The default rate-limiting mechanisms in our distributed Tyk API Gateway cluster became a source of production inconsistencies. With limits applied on a per-node basis, a client could effectively bypass their global quota by round-robining requests across different gateway instances. This not only violated our service level agreements for tiered plans but also left our backend services vulnerable to traffic spikes from a single, high-volume tenant. The initial fix, using Tyk’s built-in Redis rate limiter, introduced a high-latency dependency in the hot path and lacked the flexibility to implement complex, consumption-based quota logic. We needed a system that was globally consistent, highly available, and capable of processing stateful logic on API traffic in near real-time, without compromising the gateway’s core responsibility: low-latency request processing.

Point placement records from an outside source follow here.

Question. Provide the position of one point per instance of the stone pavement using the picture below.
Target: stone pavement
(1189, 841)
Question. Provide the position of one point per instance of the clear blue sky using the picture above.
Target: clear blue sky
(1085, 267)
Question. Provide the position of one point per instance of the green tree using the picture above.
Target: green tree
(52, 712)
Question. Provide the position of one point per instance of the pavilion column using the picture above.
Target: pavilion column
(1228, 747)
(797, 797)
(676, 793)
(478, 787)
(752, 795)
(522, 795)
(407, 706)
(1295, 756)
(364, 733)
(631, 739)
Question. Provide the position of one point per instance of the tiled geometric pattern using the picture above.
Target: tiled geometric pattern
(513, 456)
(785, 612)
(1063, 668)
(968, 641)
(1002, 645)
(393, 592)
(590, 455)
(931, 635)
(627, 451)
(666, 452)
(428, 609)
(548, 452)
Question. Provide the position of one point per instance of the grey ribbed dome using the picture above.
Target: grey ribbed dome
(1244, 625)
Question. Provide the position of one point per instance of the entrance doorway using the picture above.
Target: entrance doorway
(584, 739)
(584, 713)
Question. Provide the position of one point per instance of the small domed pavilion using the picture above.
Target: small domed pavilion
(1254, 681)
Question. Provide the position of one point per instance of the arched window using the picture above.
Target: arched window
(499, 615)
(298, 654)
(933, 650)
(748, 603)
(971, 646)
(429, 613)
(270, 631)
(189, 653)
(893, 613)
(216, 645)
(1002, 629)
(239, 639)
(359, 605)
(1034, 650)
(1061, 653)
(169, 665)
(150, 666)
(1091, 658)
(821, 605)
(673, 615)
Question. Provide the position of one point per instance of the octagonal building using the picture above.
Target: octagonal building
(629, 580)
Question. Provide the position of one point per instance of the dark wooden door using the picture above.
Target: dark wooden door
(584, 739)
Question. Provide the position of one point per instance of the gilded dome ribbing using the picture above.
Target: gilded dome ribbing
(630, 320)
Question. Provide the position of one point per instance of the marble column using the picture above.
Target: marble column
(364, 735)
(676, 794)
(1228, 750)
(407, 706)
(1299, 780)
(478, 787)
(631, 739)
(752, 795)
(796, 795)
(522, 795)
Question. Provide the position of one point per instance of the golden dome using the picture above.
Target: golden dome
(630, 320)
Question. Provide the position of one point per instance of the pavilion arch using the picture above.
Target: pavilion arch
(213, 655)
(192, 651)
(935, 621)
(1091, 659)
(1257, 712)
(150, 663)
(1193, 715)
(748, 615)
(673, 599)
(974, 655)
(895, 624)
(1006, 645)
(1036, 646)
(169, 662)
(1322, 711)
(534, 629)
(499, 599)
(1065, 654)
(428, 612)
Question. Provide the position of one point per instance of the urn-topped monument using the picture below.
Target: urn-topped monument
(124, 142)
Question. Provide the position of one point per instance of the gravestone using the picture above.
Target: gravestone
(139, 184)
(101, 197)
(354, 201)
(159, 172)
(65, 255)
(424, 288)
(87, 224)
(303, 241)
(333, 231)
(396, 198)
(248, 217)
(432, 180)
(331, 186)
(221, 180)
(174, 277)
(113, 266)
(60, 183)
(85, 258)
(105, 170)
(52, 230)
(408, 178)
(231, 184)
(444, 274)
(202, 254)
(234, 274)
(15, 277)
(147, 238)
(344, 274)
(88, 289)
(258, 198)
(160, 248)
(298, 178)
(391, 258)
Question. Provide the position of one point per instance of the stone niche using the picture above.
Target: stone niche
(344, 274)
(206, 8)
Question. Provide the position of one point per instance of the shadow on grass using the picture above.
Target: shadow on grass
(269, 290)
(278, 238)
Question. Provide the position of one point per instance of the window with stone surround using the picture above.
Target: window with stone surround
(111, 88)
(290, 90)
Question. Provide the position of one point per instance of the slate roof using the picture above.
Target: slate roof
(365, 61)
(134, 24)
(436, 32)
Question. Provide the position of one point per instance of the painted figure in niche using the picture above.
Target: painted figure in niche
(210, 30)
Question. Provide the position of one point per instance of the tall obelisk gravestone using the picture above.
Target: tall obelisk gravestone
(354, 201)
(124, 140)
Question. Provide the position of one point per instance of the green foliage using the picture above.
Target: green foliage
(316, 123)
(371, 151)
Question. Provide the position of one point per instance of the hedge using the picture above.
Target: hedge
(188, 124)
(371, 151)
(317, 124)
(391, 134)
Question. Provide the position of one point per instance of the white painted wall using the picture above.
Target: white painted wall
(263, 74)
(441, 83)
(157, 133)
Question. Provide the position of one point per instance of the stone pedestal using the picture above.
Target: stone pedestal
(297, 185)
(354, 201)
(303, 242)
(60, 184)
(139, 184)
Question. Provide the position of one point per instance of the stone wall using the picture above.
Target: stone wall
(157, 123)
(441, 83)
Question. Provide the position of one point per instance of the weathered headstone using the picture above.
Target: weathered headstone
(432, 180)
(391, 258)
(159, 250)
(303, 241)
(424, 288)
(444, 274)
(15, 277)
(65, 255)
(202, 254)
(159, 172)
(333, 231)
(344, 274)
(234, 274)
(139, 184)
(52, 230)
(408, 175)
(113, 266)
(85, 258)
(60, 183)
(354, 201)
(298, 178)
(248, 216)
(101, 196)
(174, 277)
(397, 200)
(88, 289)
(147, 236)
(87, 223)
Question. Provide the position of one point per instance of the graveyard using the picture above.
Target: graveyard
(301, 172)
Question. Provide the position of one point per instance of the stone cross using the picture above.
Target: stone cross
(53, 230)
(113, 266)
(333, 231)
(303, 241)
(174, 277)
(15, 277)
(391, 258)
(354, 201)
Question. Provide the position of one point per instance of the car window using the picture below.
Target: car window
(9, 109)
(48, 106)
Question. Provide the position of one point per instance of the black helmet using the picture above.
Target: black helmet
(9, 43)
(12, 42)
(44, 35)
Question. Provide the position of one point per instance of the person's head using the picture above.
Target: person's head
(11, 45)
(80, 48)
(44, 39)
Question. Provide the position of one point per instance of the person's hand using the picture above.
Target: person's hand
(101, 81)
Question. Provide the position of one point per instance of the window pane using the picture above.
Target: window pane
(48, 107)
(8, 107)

Our revised architecture decouples quota enforcement from quota computation. Tyk remains the enforcement point, but the decision logic is offloaded to a dedicated stream processing engine. API usage events are fired asynchronously from Tyk into a Google Cloud Pub/Sub topic. An Apache Flink cluster consumes this stream, maintains the state for every API key (e.g., tokens in a bucket), and writes enforcement decisions (BLOCK/ALLOW) to a low-latency data store, which in our case is Google Cloud Memorystore (Redis). The Tyk gateway then performs a simple, sub-millisecond check against Redis before processing an incoming request. This design transforms a complex, stateful problem into a highly scalable, event-driven workflow.
graph TD subgraph User Traffic Client[Client Application] --> LB[GCP Global Load Balancer] end subgraph GCP Project LB --> Tyk_GW1[Tyk Gateway Pod 1] LB --> Tyk_GW2[Tyk Gateway Pod 2] LB --> Tyk_GW3[Tyk Gateway Pod N] subgraph GKE Cluster Tyk_GW1 --> |1. Pre-request Check| Memorystore[(Memorystore for Redis)] Tyk_GW2 --> |1. Pre-request Check| Memorystore Tyk_GW3 --> |1. Pre-request Check| Memorystore Tyk_GW1 --> |3. Async Usage Event| PubSub[Pub/Sub Topic: api-usage-events] Tyk_GW2 --> |3. Async Usage Event| PubSub Tyk_GW3 --> |3. Async Usage Event| PubSub PubSub --> |4. Consume Events| FlinkCluster[Apache Flink Cluster] FlinkCluster -- 5. Compute State & Update --> Memorystore FlinkCluster -- Checkpoints/Savepoints --> GCS[Google Cloud Storage Bucket] end Tyk_GW1 --> |2. Forward Allowed Request| Backend[Backend Service] Tyk_GW2 --> |2. Forward Allowed Request| Backend Tyk_GW3 --> |2. Forward Allowed Request| Backend end style FlinkCluster fill:#f9f,stroke:#333,stroke-width:2px style Tyk_GW1 fill:#bbf,stroke:#333,stroke-width:2px style Tyk_GW2 fill:#bbf,stroke:#333,stroke-width:2px style Tyk_GW3 fill:#bbf,stroke:#333,stroke-width:2px
Infrastructure Provisioning on Google Cloud
In a real-world project, infrastructure must be managed as code. We use a combination of gcloud
CLI commands for simplicity here, but these map directly to Terraform or Pulumi resources. We require a GKE cluster for our workloads, a Pub/Sub topic for event transport, a Memorystore instance for low-latency state checks, and a GCS bucket for Flink’s state persistence.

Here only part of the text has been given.